Prefabrication for Cleaner, Safer Spaces
Prefabrication makes sense in designing and building critical infrastructure buildings such as hospitals, because it promotes safety, sanitation, and patient experience.
One reason this aspect is particularly important to me is that, several years ago, a coworker friend’s daughter fought and eventually succumbed to a brain tumor. During her illness, she was in a hospital for the better part of eight years. Her caregivers and parents were careful to keep her room wiped down and clean to reduce exposure to bacteria and viruses. I always consider patients like her when a hospital begins construction planning, and I think about the activities that would occur near her room—the dust, debris, noise, and construction workers existing in the space that needs to be pristinely clean for her experience, health, and survival.
Besides gaining concurrency for time and cost savings, DfMA and prefabrication can help hospital systems and contractors build healthier buildings while disrupting patients’ lives less.
The DfMA strategy includes other considerations for designing for new technology, such as decoupling technology-intensive areas like MRI or proton-therapy vaults. These structures can be prefabricated faster than traditional construction and provide crucial care for patients while generating early revenues for health-care companies. Technology can be scaled with capacity needs and swapped out with other technologies as they evolve.
Why Prefabrication for Emergency Buildings?

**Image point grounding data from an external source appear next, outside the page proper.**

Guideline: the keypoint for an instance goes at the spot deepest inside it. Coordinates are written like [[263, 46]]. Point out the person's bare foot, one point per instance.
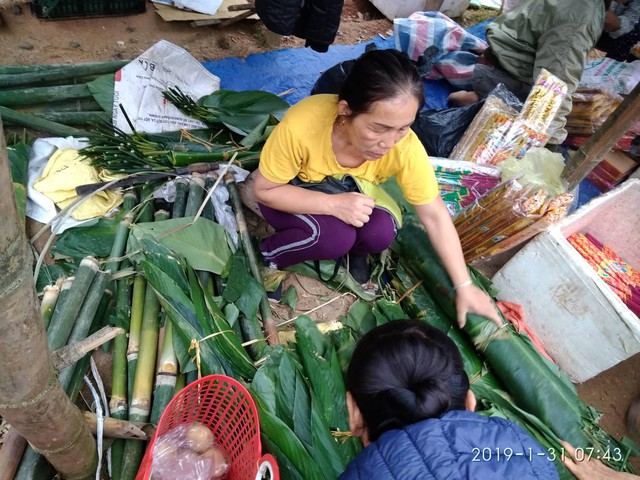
[[462, 98]]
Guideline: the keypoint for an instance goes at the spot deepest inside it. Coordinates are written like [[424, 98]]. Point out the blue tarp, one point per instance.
[[297, 69]]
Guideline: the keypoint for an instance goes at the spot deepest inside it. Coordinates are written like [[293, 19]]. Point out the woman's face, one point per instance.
[[375, 132]]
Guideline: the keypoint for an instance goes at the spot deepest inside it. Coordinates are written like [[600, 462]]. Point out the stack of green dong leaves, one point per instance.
[[178, 273]]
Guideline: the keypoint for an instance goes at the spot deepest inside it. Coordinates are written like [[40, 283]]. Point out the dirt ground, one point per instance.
[[26, 40]]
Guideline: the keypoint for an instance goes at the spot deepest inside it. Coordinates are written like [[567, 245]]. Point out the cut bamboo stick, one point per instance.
[[40, 124], [85, 319], [115, 428], [180, 202], [195, 196], [140, 404], [62, 324], [133, 348], [13, 447], [48, 303], [40, 76]]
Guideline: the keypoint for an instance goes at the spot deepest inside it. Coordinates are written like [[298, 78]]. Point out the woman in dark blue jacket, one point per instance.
[[409, 401]]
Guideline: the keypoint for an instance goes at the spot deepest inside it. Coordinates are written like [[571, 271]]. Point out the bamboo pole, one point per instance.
[[140, 404], [62, 323], [48, 303], [70, 354], [180, 202], [166, 374], [121, 429], [268, 323], [591, 153], [13, 447], [31, 399]]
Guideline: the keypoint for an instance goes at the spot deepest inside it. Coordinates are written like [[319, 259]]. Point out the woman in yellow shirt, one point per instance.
[[363, 133]]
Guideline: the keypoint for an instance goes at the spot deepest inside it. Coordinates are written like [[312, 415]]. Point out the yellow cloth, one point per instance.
[[65, 170], [301, 146]]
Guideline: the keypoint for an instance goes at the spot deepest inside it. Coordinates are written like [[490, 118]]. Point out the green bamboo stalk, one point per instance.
[[208, 211], [85, 319], [268, 323], [31, 121], [137, 309], [122, 233], [165, 376], [180, 203], [36, 95], [66, 118], [140, 407], [48, 303], [118, 402], [62, 324], [65, 286], [133, 348], [38, 77], [181, 381], [71, 105]]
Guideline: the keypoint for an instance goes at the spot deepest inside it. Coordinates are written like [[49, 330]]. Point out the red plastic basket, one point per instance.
[[226, 407]]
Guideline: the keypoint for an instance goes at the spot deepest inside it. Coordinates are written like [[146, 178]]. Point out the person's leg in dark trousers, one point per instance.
[[299, 238]]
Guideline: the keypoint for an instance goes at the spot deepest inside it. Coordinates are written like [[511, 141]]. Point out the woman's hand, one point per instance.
[[611, 21], [590, 469], [352, 208], [471, 299]]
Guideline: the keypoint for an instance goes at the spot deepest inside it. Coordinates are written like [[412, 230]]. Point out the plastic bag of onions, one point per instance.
[[188, 451]]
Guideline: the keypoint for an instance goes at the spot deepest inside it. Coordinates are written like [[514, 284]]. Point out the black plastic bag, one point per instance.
[[441, 130]]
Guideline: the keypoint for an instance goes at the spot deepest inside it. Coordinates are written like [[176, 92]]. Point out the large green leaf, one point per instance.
[[102, 90], [281, 389], [223, 337], [289, 451], [343, 280], [203, 243], [181, 312], [280, 384], [174, 266], [95, 240], [386, 311]]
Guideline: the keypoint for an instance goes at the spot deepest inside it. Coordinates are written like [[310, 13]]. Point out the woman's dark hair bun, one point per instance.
[[404, 372]]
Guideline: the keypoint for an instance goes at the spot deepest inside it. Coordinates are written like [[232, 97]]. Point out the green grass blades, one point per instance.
[[19, 163], [203, 243], [218, 329], [322, 369], [241, 112], [242, 288]]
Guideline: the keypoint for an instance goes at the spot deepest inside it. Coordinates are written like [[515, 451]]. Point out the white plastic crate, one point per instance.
[[582, 323]]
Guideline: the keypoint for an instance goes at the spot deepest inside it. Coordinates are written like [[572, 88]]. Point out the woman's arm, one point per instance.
[[352, 208], [444, 238]]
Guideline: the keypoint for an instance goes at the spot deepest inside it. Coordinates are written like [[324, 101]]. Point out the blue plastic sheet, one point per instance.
[[297, 69]]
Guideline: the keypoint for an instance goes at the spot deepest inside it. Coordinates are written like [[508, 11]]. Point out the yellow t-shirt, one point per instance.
[[301, 146]]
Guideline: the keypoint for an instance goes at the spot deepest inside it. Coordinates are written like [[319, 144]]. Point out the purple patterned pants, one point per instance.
[[299, 237]]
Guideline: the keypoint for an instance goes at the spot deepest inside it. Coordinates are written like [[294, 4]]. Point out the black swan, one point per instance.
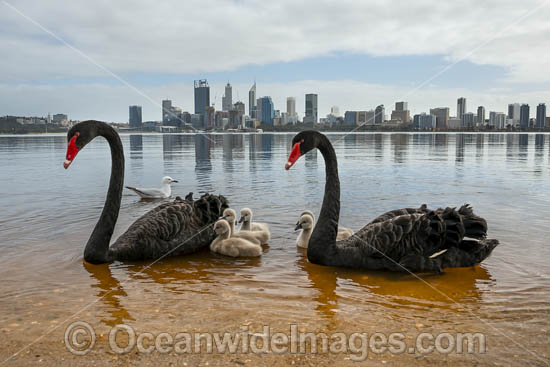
[[414, 239], [179, 227]]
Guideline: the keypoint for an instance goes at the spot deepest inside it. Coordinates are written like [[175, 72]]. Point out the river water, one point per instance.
[[48, 214]]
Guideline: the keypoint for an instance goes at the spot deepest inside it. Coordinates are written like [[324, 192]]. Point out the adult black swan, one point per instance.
[[416, 239], [179, 227]]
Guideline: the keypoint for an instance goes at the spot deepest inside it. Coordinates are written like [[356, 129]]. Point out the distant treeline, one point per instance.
[[9, 125]]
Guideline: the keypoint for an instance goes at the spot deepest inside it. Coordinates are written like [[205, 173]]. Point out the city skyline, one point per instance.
[[351, 66]]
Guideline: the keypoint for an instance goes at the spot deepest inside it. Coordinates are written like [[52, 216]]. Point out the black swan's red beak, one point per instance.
[[72, 151], [294, 155]]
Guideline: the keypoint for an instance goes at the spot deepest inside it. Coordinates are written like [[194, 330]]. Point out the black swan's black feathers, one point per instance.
[[176, 228]]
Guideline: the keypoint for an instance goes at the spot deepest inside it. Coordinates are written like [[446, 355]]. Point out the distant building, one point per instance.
[[524, 116], [460, 107], [401, 112], [401, 106], [267, 110], [498, 120], [468, 120], [379, 114], [166, 111], [227, 99], [135, 120], [350, 118], [252, 103], [291, 106], [442, 115], [541, 116], [311, 116], [202, 99], [239, 106], [424, 121], [454, 123], [513, 112], [481, 115], [60, 117]]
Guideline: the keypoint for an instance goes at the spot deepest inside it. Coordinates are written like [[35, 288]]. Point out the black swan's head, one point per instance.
[[80, 135], [302, 143]]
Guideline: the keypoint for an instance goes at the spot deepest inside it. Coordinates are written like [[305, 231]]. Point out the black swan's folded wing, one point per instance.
[[422, 241], [175, 228]]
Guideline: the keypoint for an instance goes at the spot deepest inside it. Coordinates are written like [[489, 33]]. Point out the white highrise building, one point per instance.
[[227, 99], [460, 107], [513, 112]]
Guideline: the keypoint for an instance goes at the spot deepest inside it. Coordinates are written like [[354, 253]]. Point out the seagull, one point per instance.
[[164, 192]]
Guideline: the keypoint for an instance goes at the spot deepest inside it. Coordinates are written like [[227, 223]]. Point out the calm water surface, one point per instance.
[[48, 214]]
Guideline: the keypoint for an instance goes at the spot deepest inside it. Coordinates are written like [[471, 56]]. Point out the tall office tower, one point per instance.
[[135, 117], [379, 114], [401, 112], [524, 116], [267, 110], [468, 120], [541, 116], [202, 99], [311, 109], [460, 107], [442, 115], [401, 106], [166, 110], [291, 106], [227, 99], [513, 112], [252, 101], [481, 115], [425, 122]]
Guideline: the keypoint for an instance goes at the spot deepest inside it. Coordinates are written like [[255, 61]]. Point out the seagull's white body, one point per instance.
[[164, 192]]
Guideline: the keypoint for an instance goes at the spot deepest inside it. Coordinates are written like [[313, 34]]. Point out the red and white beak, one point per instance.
[[72, 151], [294, 155]]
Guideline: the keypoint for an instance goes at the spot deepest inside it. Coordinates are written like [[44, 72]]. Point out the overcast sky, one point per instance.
[[354, 54]]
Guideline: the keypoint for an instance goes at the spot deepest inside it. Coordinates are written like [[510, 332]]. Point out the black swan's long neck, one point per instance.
[[322, 244], [97, 248]]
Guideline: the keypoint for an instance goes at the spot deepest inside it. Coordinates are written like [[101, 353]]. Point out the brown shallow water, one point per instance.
[[48, 214]]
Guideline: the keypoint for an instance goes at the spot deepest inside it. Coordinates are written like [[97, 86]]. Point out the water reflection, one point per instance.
[[400, 148]]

I know that elements of the old ways of construction—including prioritizing cost and schedule first—will always be considered. DfMA and prefabrication enable more certainty around cost, schedule, and scope. But along with this certainty, I want to see healthier hospitals that are less disruptive to their patients, staff, and surrounding neighborhoods.
Prefabrication promotes a more sustainable industry. Prefabrication facilities are cleaner, safer, and more controlled environments than construction sites. They’re less disruptive and less noisy than a construction site, and they’re more efficient because they can produce structures concurrently with work being done on the permanent site.
In factories, the learning curve is shorter because the same group of workers handles multiple concurrent jobs; crews can learn something on one job and apply it to the next job coming down the production line.
Yes, prefabrication provides better general opportunities for the construction industry. But during this pandemic, it provides a pathway to accelerate responses to emergencies on every scale, whether it’s a small-town hospital that needs a separate wing for anticipated COVID-19 cases down the road or a large inner-city hospital that needs hundreds of beds now. Prefabrication will make architecture, engineering, and construction smarter and stronger, and it will help communities respond with the right solutions in times of great need.